Certain aspects of Brilacidin’s Mechanism of Action (MOA) as a defensin-mimetic may make it well-suited to treat Atopic Dermatitis (AD) (eczema) as a topical medication (formulation planning is underway), including its anti-bacterial properties as well as how it may also function to help restore balance in the skin microbiome.
As a rule, I believe most people accept the fact that antibiotics screw up with your good gut bacteria and that's why many take probiotics once treatment is completed.
In Reply to 'frrol' With B-IBD, I wonder if such a potent G+ antibiotic in the GI tract would upset the microbiome balance and have its own knock-on (medium term) AE's. What do you think as an MD? QOL improvement is a win, no doubt, but wouldn't BP and FDA be wondering this? I suspect follow-up of such effects will be examined in the upcoming oral IBD trial, which would be super-distal. Or would this be dismissed, given the accepted use of other potent oral ABX treatments?

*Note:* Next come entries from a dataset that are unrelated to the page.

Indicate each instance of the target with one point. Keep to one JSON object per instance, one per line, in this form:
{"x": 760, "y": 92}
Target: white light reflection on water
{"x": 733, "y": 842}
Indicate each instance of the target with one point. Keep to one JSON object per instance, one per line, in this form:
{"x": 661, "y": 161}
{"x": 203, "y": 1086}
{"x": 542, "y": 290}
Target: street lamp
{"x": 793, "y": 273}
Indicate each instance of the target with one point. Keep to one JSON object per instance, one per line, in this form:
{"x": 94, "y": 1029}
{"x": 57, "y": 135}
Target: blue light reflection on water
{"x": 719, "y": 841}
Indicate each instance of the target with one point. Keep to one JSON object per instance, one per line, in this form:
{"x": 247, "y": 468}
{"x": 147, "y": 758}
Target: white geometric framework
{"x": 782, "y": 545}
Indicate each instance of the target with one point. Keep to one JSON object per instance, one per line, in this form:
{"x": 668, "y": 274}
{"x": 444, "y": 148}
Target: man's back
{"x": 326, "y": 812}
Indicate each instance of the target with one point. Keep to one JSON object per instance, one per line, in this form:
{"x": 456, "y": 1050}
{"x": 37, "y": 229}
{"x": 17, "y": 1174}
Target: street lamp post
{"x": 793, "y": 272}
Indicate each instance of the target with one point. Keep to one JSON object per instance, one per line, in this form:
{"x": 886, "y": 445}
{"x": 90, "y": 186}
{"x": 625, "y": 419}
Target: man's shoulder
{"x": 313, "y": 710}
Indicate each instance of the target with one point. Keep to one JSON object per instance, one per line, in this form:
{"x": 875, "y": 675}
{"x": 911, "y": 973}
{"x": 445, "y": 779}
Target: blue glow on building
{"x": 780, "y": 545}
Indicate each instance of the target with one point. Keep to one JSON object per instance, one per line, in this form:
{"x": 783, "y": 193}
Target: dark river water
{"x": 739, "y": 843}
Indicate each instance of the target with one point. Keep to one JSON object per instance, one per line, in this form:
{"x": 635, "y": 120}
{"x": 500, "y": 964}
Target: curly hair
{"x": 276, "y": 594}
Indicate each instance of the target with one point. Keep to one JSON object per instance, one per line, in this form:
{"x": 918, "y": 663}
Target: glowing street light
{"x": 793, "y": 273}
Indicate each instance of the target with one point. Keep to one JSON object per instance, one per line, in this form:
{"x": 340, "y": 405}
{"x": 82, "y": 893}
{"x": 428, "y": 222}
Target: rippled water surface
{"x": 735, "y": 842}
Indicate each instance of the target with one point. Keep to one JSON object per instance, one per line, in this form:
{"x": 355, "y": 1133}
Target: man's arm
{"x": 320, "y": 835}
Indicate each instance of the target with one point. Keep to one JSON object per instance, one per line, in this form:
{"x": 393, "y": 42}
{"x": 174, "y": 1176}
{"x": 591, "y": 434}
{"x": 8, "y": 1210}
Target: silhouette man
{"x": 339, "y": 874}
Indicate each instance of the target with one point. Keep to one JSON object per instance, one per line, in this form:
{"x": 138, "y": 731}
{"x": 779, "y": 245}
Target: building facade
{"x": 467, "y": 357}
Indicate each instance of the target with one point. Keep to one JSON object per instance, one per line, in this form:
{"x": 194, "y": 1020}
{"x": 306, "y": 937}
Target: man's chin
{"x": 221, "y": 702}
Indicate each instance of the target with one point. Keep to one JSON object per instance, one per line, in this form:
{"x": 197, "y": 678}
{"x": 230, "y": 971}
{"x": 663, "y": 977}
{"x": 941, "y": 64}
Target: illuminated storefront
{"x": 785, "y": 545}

I'm not an MD, but I have done a bit of research on this topic. Not surprisingly it rapidly gets a lot more complicated when you begin to dig into it. There is a lot of ongoing research relating to reduced diversity of the gut microbiota in IBD patients and whether it's a cause or an effect of IBD. The following link is a good place to start to understand the relationship;
recall prior board response to this concern you raise, a real one, the microbiome and an antibiotic in enteric formulation: it is that who knows orders of magnitude of impact with respect to the different mechanisms of action for IBD? Maybe the company will be reporting about this one day.
One simple way to ask about this: did Brilacidin IV increase C Diff colitis? This as you know is one of the current classic problems of medicine- you wreck gut microbes with systemic drugs and you get C Diff( a catastrophe in current health care)
This side effect never mentioned in the brilacidin IV studies.
Direct gut dosing with an enteric IBD application very different? Prob yes, but it remains to be seen if the antiinflammatory impact is more important at dosing that may not disrupt gut flora. O maybe the gut floraa changes will be beneficial.